The RAP and ATR are robust markers of cognition, which not only represents age-related maturity of the brain but also reflects the deterioration of cognitive abilities with ageing, neurodevelopmental anomaly, neurodegeneration, and with sedatives. Interestingly, this study showed a significant decline in RAP and ATR in posterior areas compared to the baseline values. The decline in ATR was apparent even after three months after the completion of chemotherapy. However, they remained unaffected in frontal areas. This suggests redistribution of power to the low-frequency theta band with a reduction in the alpha band because no change in total power was observed in the posterior areas.

These findings suggest clear neurophysiological evidence of an altered pattern of resting-state neural signalling in the brain of breast cancer survivors treated with an FEC-based chemotherapy regimen with objective and sensitive evidence of probable cognitive impairment. This also demonstrates a characteristic pattern of EEG changes with enhanced frontal power with a coincidental decline in RAP and ATR in the posterior areas due to chemotherapy-induced changes.

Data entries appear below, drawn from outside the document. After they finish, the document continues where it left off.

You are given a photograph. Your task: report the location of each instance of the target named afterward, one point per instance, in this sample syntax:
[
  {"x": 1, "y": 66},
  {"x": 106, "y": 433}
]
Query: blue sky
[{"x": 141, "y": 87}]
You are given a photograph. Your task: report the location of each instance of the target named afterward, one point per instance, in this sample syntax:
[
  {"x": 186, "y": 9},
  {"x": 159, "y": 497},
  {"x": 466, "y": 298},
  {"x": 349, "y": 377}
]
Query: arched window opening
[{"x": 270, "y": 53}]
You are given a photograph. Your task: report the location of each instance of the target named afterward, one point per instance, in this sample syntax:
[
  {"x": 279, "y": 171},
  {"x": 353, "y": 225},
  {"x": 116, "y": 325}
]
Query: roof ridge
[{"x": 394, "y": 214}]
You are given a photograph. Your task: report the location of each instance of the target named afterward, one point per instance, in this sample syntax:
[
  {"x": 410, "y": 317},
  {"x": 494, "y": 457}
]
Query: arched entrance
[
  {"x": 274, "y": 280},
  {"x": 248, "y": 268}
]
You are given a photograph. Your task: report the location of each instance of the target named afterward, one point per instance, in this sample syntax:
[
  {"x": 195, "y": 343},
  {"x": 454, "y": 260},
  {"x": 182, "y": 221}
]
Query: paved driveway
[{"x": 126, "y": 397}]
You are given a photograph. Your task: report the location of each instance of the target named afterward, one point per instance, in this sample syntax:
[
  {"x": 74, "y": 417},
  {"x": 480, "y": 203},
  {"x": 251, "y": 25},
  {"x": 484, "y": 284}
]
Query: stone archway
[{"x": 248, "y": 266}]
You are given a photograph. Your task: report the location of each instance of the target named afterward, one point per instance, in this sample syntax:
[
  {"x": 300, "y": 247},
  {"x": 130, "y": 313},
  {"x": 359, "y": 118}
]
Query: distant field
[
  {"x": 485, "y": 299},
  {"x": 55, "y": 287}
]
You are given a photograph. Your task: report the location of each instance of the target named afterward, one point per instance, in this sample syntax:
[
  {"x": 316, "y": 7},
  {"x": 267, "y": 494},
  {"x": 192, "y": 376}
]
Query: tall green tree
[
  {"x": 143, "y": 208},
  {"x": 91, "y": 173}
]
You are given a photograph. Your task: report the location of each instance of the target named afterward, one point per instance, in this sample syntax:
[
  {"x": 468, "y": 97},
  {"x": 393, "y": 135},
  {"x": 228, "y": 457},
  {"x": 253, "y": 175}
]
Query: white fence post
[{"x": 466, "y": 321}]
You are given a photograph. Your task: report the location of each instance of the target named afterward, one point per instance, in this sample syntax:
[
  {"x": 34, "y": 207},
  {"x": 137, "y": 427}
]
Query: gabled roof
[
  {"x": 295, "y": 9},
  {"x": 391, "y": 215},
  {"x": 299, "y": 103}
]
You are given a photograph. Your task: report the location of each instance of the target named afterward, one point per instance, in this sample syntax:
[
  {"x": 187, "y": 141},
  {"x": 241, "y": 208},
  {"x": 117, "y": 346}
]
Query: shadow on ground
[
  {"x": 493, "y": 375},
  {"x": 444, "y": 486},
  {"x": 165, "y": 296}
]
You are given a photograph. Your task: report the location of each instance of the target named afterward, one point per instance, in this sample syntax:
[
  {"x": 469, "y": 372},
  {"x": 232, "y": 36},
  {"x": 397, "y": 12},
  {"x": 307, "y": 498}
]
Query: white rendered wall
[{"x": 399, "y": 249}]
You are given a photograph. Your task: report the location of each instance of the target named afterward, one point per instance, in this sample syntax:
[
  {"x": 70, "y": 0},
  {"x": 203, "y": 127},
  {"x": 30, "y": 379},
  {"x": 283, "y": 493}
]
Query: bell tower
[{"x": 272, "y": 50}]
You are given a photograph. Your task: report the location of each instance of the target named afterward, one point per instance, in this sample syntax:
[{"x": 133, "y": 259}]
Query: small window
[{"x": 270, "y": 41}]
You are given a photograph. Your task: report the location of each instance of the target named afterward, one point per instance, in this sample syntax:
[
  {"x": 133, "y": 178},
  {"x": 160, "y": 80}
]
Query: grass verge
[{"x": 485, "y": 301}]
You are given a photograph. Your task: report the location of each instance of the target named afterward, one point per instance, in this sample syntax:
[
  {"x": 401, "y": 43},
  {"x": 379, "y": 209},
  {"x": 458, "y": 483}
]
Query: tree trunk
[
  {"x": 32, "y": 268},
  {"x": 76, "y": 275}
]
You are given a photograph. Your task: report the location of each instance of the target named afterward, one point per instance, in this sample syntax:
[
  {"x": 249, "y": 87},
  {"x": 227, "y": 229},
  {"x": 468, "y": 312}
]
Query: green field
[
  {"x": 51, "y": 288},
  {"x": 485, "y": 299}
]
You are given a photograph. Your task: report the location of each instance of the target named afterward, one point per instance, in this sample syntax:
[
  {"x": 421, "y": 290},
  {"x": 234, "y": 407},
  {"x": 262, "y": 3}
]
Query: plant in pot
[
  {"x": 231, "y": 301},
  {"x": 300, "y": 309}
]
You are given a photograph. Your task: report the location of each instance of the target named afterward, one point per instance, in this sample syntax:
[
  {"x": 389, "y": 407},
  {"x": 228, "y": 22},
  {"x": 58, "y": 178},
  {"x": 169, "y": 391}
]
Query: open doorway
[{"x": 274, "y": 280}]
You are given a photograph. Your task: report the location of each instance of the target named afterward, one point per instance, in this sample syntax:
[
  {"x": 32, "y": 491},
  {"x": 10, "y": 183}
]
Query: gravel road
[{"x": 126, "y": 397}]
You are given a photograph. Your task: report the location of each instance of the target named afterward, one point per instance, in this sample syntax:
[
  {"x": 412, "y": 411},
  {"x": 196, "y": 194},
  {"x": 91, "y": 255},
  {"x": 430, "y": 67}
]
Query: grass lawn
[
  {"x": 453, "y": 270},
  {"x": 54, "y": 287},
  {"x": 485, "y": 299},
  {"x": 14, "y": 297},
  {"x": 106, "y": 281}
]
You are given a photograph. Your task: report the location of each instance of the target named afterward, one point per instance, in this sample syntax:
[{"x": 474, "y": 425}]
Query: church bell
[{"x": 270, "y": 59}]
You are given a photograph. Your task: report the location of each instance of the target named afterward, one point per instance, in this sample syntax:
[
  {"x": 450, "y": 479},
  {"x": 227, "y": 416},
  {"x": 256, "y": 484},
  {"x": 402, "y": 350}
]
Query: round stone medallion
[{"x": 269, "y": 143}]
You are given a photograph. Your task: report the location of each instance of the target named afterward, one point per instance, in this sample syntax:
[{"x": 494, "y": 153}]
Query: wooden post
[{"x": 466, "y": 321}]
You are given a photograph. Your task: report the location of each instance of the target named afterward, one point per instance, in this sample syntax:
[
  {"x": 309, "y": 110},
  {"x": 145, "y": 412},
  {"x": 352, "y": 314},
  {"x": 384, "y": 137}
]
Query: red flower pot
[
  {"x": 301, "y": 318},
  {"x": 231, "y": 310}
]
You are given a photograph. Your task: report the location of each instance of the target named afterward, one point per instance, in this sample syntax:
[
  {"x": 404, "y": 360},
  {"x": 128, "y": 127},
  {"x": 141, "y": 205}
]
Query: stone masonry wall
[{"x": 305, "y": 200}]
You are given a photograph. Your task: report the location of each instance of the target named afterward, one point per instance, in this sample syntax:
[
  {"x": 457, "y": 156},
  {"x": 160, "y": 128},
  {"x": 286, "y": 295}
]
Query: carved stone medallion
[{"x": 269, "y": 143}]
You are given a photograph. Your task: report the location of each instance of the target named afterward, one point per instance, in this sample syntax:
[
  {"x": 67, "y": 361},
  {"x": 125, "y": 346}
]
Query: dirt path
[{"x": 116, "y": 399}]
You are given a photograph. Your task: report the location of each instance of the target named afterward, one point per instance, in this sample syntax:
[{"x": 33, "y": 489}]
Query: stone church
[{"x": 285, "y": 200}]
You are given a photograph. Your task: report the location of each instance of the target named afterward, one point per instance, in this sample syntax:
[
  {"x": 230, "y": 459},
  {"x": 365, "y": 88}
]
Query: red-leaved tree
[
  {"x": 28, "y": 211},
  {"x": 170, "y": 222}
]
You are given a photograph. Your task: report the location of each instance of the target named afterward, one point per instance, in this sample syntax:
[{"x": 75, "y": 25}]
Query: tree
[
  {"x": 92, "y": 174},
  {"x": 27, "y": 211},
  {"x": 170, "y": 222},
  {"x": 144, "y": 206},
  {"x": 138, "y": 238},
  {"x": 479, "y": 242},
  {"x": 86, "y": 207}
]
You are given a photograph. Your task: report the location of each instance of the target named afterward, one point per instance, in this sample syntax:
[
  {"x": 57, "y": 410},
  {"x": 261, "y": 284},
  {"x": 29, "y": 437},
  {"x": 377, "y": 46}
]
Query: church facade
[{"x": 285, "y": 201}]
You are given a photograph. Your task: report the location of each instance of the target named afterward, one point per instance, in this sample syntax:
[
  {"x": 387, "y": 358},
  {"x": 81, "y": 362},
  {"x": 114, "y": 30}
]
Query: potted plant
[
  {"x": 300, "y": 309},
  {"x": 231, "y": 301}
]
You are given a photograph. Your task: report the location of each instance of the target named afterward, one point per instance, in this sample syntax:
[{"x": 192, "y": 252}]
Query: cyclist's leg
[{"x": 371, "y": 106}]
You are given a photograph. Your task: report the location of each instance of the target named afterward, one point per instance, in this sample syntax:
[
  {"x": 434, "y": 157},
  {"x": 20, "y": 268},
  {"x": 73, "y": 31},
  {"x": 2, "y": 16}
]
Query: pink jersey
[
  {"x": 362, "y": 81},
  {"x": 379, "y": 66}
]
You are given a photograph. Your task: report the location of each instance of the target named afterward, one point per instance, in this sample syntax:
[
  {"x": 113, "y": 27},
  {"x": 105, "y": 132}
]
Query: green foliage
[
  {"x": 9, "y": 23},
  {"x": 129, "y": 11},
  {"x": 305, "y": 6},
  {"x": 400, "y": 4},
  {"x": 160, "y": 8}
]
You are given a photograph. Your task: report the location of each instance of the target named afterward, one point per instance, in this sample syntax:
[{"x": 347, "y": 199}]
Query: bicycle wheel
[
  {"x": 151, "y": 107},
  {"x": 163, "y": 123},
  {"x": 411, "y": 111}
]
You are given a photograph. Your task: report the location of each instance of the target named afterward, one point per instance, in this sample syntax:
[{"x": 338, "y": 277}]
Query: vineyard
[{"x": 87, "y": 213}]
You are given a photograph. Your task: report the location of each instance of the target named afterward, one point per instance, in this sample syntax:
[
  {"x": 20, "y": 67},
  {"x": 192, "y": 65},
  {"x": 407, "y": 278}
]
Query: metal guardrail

Koppelmans et al. have reported that cognitive impairment resulting from cancer chemotherapy persists even beyond 20 years after chemotherapy for cyclophosphamide, 5-flourouracil and methotrexate-based chemotherapy.[16] The long-term persistence of PCCI has been reported only among a subset of patients. Thus, given the modest sample size of our study, completely denying the long-term persistence might be an over-interpretation. Nevertheless, this is definitely in agreement with the altered neural signalling immediately after chemotherapy which persisted in the form of raised TP in Fp2, F7, F3, Fz, F4, F8, and T3 channels until three months post-chemotherapy. Again, this perturbed neural signalling is significant in many frontal channels such as F7, F3, Fz, F4, and F8, signifying deranged neural signalling and more intense neural activation.

CONCLUSION

Chemotherapy results in the derangement of neural signalling in the form of altered activity of underlying neural sources in the frontal and posterior scalp areas in a resting state.

Limitations

The sample size of the study is modest. A study with a higher sample size might cast a better understanding of the altered EEG parameters and would have enabled the generalisation of the results. Second, the dosage of chemotherapy, which might affect cognition, should have been considered. Third, including healthy controls to compare study parameters would have made the study more robust. Finally, a long-term follow-up study would have helped understand the long-term persistence of the problem, especially the RAP and ATR in posterior areas, which is lower than the baseline at a three-month follow-up duration.

Ethical approval

Approved by the Institutional Ethics Committee at Jawaharlal Institute of Postgraduate Medical Education and Research, number JIP/IEC/2018/260. Date of ethics approval: 30/08/2018.

Declaration of patient consent

The authors certify that they have obtained all appropriate patient consent.

Conflicts of interest

There are no conflicts of interest.

Use of artificial intelligence (AI)-assisted technology for manuscript preparation

The authors confirm that there was no use of artificial intelligence (AI)-assisted technology for assisting in the writing or editing of the manuscript and no images were manipulated using AI.

Financial support and sponsorship

Intramural Research Funding (JIP/IEC/2018/260), Jawaharlal Institute of Postgraduate Medical Education and Research (JIPMER), Puducherry.